Most of the ad formats we interact with on a daily basis are inherently interruptive to whatever we were already watching, argued Marlow Nickell, CEO and co-founder of event sponsor Grocery TV.
In an in-store environment, however, “you’re there to buy. That’s the point of the journey, to go and transact and discover new products,” he said.
The trick to increasing value with these types of offerings is to be additive to the consumer journey, with ads that highlight local needs (like Spanish-language ads in Hispanic markets) or promote creativity (e.g., a video for a guacamole recipe near where the avocados are kept).
But even the most beneficial ads can backfire based on factors like placement, frequency and good ol’ consumer fatigue.
“I don’t think any of us want to walk into a store and have Times Square billboards flashing in our face,” said Lauren Lavin, GroupM’s executive director of NA Commerce.
Effectiveness can be overestimated
IAB’s own research cautions vendors in regards to keeping consumers from feeling annoyed, albeit more specifically with digital video ads that feature a clear call to action, or “commerce video.”
The organization’s newly released study, “Unconnected Commerce: the Disconnect between Brands and Consumers in Digital Video Shopping,” suggests most consumers find commerce videos to be more engaging and relevant than other ad types.
But while an overwhelming 96% of advertisers believe their commerce video strategies are “always effective,” one-third of consumers get annoyed by these kinds of ads at least once a week.
“That leads to consumer backlash, and consumer backlash leads to loss in sales, loss in followerships, loss in subscribing to a newsletter, things like that,” said Chris Bruderle, IAB’s IP, industry insights and content strategy.
Interestingly, and perhaps counter to what’s best in the digital out-of-home world, the IAB research contends that consumers are interested in online ads “pretty much 24/7,” as Bruderle put it.
Both Pinterest and Kinesso, for example, have found that integrating shopping “everywhere” yields better results than compartmentalizing it to one portion of the online experience.
“Allow the consumer to choose where they want to best shop,” advised Samantha Pérez-Chavez, SVP of Global Commerce at Kinesso. “Consumers are very savvy. They catch on to us very, very quickly.”
Consumers are people, too
Understanding your consumer is a cliché for a reason. And it turns out to be true, especially when thinking about measurement and first-party data collection.
“The warning lesson is, be careful of the way that we communicate with shoppers and customers, because trust is very easy to violate and it’s very hard to foster,” said Mike Brunick, head of commerce media at Yahoo. “The more data we have access to, the better we can be using that balance of human technology.”
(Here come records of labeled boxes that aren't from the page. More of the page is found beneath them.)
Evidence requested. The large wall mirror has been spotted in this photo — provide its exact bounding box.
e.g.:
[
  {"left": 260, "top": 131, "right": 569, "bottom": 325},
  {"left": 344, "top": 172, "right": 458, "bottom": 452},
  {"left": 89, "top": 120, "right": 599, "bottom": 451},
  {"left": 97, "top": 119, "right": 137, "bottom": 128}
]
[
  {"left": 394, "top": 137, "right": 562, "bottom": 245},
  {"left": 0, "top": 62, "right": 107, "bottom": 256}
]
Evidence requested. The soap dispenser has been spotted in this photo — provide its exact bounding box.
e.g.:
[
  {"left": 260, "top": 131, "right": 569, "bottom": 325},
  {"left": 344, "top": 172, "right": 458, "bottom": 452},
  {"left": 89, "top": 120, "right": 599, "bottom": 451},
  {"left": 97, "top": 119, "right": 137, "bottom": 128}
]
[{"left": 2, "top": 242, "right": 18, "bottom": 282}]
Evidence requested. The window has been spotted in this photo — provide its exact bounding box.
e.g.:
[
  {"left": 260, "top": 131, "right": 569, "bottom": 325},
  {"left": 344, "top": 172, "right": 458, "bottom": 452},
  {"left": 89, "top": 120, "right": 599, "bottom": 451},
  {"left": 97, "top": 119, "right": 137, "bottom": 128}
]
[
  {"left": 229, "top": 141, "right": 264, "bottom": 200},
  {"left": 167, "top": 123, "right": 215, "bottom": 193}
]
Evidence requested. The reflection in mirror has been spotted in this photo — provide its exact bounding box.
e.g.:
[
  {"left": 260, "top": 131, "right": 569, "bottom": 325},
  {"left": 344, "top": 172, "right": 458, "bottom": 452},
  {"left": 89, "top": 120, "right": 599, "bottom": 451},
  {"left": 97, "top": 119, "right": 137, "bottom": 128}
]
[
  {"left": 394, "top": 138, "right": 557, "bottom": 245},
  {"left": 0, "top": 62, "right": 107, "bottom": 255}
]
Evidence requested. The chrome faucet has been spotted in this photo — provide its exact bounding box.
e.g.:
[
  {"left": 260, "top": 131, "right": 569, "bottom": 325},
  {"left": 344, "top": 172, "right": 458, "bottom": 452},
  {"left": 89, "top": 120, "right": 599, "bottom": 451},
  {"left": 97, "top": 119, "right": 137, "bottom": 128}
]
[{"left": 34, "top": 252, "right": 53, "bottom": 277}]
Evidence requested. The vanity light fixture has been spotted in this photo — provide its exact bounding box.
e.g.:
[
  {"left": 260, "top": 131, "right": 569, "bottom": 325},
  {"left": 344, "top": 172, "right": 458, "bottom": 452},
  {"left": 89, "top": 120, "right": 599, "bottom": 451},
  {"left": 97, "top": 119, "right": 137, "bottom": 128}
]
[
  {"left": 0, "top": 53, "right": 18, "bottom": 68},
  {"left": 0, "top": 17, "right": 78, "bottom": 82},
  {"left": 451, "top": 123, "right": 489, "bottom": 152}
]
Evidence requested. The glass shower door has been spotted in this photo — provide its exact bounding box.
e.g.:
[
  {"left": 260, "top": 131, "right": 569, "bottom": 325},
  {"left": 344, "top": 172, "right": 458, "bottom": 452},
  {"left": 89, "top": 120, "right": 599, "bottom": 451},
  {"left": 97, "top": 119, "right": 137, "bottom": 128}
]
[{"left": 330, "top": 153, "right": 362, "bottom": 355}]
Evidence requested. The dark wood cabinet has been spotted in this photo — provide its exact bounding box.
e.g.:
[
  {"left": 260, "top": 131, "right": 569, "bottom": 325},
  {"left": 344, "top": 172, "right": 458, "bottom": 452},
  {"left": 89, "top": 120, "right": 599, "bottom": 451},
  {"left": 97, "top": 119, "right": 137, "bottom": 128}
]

But data isn’t everything.
Marketers also need to get comfortable using their intuition to better connect with audiences – something they’ve maybe lost touch with over the last 20 years, said Wendi Dunlap, EVP of business intelligence and audience science at Mediahub Worldwide.
“We’re expecting machines to do it for us,” said Dunlap. “And I think privacy legislation and restriction browser tools are forcing us to go back to our roots, of really understanding what the consumer needs from a human standpoint.”